Objective: It has become increasingly clear that the mechanisms by which an allergic immune response is generated are complex and may begin even before a baby is born. Genetic, environmental, nutritional, and immunologic factors acting during pregnancy all play a role in determining whether or not a baby is born with a propensity to develop allergic sensitization and subsequent allergic disease. The objective of the research described in this article is to determine whether manipulation of any or all of these could lead to prevention of disease.
Data sources: The database used was Medline up to and including 1997. The Conference Proceedings of the XVth World Congress of Asthmology in Montpellier 1996 are quoted. Many of the research hypotheses are generated from work performed in our own laboratories.
Study selection: The criteria used to select studies for review centered around a necessity for the data to have been collected in very early life with, if possible, a follow-up period to determine disease progression, or for the data to have been collected during pregnancy to elucidate primary mechanisms.

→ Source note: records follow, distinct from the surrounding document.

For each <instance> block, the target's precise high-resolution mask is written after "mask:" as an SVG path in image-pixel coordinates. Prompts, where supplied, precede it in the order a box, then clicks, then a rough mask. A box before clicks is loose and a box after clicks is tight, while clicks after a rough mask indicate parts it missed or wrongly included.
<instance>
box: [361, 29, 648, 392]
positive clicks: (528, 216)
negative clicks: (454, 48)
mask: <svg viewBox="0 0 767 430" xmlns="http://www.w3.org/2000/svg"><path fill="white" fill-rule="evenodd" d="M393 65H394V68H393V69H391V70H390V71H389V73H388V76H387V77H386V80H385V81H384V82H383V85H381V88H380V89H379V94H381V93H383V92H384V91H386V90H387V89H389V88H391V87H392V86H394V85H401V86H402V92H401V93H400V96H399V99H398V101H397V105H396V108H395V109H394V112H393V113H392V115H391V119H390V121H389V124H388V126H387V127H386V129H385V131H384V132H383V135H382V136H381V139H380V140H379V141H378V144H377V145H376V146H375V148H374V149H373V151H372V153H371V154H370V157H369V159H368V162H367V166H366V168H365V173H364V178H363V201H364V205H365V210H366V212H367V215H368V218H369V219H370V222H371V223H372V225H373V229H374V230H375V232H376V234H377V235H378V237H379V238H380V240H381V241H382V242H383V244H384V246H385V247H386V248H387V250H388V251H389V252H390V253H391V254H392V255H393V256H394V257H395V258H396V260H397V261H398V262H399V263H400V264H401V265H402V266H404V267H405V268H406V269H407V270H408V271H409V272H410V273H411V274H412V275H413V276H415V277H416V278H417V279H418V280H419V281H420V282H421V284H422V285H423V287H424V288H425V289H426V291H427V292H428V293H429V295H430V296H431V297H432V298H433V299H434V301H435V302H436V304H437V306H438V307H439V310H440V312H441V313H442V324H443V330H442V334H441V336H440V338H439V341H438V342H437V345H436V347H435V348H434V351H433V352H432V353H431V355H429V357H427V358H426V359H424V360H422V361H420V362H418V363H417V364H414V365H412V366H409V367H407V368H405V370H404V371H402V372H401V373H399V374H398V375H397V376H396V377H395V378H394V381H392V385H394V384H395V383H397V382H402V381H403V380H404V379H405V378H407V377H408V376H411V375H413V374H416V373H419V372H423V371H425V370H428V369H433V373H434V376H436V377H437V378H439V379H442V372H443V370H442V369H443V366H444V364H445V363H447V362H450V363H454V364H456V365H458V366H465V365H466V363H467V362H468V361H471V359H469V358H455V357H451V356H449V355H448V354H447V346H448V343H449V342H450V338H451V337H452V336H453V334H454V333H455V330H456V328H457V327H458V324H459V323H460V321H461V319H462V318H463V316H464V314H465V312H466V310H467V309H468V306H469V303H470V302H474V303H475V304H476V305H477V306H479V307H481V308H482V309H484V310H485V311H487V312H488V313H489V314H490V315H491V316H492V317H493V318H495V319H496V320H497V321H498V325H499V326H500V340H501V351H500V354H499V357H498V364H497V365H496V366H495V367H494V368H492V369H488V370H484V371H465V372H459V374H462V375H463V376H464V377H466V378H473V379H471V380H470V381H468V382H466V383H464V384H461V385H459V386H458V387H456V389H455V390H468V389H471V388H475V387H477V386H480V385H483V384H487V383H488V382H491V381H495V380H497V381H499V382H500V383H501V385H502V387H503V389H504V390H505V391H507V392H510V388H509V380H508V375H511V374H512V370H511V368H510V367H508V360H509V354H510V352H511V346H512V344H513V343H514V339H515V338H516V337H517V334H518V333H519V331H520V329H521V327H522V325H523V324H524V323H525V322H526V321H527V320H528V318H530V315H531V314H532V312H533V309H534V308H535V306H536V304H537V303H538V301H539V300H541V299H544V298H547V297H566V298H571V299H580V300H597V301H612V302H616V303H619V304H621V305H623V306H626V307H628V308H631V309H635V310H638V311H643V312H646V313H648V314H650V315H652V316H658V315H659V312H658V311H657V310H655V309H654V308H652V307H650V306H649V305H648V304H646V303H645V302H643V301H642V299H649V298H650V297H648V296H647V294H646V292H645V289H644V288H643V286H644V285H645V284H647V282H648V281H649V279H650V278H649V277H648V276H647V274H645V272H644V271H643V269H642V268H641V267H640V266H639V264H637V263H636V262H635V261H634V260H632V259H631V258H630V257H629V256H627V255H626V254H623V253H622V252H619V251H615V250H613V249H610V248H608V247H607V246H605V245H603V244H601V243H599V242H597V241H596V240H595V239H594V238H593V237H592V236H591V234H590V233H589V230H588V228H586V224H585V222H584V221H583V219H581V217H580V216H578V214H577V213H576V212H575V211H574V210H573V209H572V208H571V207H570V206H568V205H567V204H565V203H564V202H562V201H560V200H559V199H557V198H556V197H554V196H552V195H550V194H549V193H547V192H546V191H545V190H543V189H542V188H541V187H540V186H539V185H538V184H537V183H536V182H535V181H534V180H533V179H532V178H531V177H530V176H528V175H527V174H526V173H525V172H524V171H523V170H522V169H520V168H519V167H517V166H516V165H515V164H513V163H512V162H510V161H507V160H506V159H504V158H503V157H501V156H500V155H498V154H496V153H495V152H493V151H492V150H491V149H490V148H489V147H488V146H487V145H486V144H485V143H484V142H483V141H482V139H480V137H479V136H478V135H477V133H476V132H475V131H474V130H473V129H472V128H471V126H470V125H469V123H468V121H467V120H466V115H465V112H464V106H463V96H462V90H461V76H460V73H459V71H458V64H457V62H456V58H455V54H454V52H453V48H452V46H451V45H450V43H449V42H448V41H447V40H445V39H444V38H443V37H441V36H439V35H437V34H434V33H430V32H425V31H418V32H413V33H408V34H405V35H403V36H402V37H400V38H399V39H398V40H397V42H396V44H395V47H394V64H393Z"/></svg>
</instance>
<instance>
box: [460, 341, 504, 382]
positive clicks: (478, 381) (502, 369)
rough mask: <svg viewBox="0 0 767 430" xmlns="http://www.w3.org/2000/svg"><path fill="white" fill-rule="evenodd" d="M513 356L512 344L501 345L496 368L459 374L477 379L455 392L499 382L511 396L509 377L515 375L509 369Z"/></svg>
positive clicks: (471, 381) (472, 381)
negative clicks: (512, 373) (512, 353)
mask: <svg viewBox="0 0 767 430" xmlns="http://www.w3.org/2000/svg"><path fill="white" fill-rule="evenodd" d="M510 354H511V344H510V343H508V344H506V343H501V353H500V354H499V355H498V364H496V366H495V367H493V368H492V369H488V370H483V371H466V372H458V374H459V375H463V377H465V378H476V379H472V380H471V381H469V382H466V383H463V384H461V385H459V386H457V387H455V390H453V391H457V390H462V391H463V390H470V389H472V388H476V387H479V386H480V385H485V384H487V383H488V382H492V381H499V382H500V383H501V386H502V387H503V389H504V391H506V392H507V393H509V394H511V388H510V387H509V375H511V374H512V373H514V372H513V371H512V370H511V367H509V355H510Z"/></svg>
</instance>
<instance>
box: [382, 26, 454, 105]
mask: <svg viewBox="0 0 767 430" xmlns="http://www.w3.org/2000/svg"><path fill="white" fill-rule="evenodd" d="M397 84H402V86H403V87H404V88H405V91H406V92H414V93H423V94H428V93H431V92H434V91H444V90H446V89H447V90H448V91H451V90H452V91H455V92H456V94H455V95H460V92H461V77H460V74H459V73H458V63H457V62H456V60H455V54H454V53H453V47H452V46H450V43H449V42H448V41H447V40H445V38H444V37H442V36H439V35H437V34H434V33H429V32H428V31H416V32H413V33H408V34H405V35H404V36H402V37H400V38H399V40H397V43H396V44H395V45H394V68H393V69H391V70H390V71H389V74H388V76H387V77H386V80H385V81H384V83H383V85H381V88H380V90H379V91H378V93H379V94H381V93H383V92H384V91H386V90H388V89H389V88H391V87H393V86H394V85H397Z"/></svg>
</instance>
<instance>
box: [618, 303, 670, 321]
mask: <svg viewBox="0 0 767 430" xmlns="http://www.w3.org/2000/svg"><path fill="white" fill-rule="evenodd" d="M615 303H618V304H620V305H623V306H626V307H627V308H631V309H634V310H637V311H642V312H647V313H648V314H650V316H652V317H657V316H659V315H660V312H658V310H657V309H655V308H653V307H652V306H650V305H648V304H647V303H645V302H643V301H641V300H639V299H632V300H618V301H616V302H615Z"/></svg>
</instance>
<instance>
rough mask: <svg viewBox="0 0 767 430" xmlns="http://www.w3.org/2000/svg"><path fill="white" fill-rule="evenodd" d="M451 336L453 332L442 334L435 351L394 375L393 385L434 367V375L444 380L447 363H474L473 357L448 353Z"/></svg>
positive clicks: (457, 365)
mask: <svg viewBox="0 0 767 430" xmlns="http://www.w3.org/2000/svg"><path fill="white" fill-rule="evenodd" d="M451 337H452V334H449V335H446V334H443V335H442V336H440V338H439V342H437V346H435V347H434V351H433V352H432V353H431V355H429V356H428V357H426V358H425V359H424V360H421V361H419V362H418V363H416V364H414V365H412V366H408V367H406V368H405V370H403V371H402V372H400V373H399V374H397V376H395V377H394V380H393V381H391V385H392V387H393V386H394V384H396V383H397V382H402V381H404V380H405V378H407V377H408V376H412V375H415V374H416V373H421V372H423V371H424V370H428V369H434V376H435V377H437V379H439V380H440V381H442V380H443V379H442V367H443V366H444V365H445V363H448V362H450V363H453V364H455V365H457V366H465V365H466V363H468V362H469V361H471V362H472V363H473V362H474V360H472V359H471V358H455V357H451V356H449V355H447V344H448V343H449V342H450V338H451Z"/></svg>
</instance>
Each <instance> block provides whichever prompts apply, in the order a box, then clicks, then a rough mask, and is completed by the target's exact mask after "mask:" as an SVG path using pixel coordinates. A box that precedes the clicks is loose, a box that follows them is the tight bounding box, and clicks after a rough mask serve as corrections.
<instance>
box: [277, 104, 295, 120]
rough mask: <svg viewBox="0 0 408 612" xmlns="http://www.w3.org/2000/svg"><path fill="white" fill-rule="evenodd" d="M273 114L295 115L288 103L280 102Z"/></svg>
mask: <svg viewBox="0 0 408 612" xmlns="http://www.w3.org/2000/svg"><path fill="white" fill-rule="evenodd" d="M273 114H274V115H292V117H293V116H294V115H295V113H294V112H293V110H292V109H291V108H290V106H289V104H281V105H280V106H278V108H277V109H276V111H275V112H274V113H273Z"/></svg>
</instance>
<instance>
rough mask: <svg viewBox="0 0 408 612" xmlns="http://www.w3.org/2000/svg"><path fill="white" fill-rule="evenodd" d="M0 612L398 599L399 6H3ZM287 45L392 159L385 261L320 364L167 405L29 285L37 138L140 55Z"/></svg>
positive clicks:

Results: It has been shown that a fetus is able to mount a proliferative response to a common allergic trigger (beta-lactoglobulin, house dust mite, etc) as early as 22 weeks of pregnancy. Maternal exposure to allergens influences her own IgG production which modulates the allergen exposure of the fetus resulting in either primary sensitization of T cells or "tolerance" to the allergen. Atopic mothers create a more Th2-orientated environment for the developing fetus than non-atopic mothers.
Conclusions: Manipulation of the maternal immune response during pregnancy, either by altering her environment or controlling her allergic reactions, may be a method of preventing the development of allergic disease in infants.